Downpour dynamics: outsized impacts of storm events on unprocessedatmospheric nitrate export in an urban watershed

Water quality impacts of stream water nitrate (NO3-) on downstream ecosystems are largely determined by the load of NO3- from the watershed to surface waters. The largest NO3- loads often occur during storm events, but it is unclear how loads of different NO3- sources change during storm events relative to baseflow or how watershed attributes might affect source export. To assess the role of storm flow and baseflow in NO3- source export and how these roles are modulated by hydrologic effects of land-use practices, we measured nitrogen (delta N-15) and oxygen (Delta O-17) isotopes of NO3- and oxygen isotopes (delta O-18) of water in rainfall and stream water samples from before, during, and after eight storm events across 14 months in two Chesapeake Bay watersheds of contrasting land use. Storms had a disproportionately large influence on the export of unprocessed atmospheric NO3- (NO3- (Atm)) and a disproportionately small influence on the export of terrestrial NO3- (NO3- (Terr)) relative to baseflow in the developed urban watershed.

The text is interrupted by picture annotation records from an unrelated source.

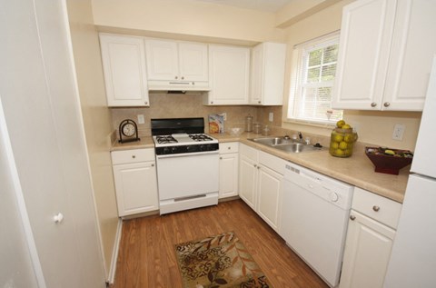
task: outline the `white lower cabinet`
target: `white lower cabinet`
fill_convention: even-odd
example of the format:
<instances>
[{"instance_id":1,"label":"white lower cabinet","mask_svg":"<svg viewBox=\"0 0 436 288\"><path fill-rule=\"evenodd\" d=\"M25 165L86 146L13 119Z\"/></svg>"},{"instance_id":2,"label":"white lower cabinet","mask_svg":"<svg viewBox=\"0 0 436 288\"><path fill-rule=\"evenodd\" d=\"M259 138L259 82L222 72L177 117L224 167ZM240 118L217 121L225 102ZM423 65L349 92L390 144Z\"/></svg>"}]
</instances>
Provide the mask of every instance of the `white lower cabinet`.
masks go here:
<instances>
[{"instance_id":1,"label":"white lower cabinet","mask_svg":"<svg viewBox=\"0 0 436 288\"><path fill-rule=\"evenodd\" d=\"M158 210L154 149L114 151L111 155L118 215Z\"/></svg>"},{"instance_id":2,"label":"white lower cabinet","mask_svg":"<svg viewBox=\"0 0 436 288\"><path fill-rule=\"evenodd\" d=\"M285 164L279 157L240 145L239 196L275 231L280 228Z\"/></svg>"},{"instance_id":3,"label":"white lower cabinet","mask_svg":"<svg viewBox=\"0 0 436 288\"><path fill-rule=\"evenodd\" d=\"M382 288L401 204L355 188L341 288Z\"/></svg>"},{"instance_id":4,"label":"white lower cabinet","mask_svg":"<svg viewBox=\"0 0 436 288\"><path fill-rule=\"evenodd\" d=\"M220 144L220 199L238 195L239 143Z\"/></svg>"}]
</instances>

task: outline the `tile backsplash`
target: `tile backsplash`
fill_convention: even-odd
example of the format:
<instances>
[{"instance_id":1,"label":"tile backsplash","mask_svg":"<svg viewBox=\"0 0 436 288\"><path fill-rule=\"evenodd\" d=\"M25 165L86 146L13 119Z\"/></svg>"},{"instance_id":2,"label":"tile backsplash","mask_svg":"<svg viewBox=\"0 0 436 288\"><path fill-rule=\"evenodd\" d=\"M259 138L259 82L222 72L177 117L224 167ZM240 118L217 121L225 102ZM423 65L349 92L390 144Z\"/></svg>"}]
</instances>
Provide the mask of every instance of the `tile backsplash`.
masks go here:
<instances>
[{"instance_id":1,"label":"tile backsplash","mask_svg":"<svg viewBox=\"0 0 436 288\"><path fill-rule=\"evenodd\" d=\"M184 117L203 117L205 132L209 130L208 116L210 114L227 114L227 120L224 122L224 129L238 126L244 127L245 117L250 114L254 122L267 123L263 116L263 109L265 107L256 107L248 105L226 105L226 106L205 106L203 104L203 96L201 94L150 94L150 107L123 107L112 108L112 122L114 130L118 130L120 123L124 119L132 119L138 124L140 136L151 135L150 120L152 118L184 118ZM280 111L280 115L274 113L274 122L280 123L282 118L282 106L273 107L274 111ZM138 114L144 114L145 123L138 124ZM260 119L260 115L262 119ZM262 121L261 121L262 120ZM270 123L272 124L272 123ZM280 125L280 124L279 124Z\"/></svg>"}]
</instances>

In contrast, baseflow and storm flow had similar influences on NO3- (Atm) and NO3- (Terr) export in the mixed agricultural-forested watershed. An equivalent relationship between NO3- (Atm) deposition on impervious surfaces and event NO3- (Atm) stream water export in the urban watershed suggests that impervious surfaces that hydrologically connect runoff to channels likely facilitate the export of NO3- (Atm) during rainfall events. Additionally, larger rainfall events were more effective at exporting NO3- (Atm) in the urban watershed, with increased rainfall depth resulting in a greater fraction of event NO3- (Atm) deposition exported. Considering both projected increases in precipitation amounts and intensity and urban/suburban sprawl in many regions of the world, best management practices that reduce the hydrologic connectivity of impervious surfaces will likely help to mitigate the impact of storm events on NO3- (Atm) export from developed watersheds.

Automated summary

Storm events have a significant impact on the export of atmospheric nitrate (NO3-) in urban watersheds and larger rainfall events are more effective in exporting atmospheric NO3-. Management practices that reduce the hydrologic connectivity of impervious surfaces can help mitigate the impact of storm events on NO3- export from developed watersheds.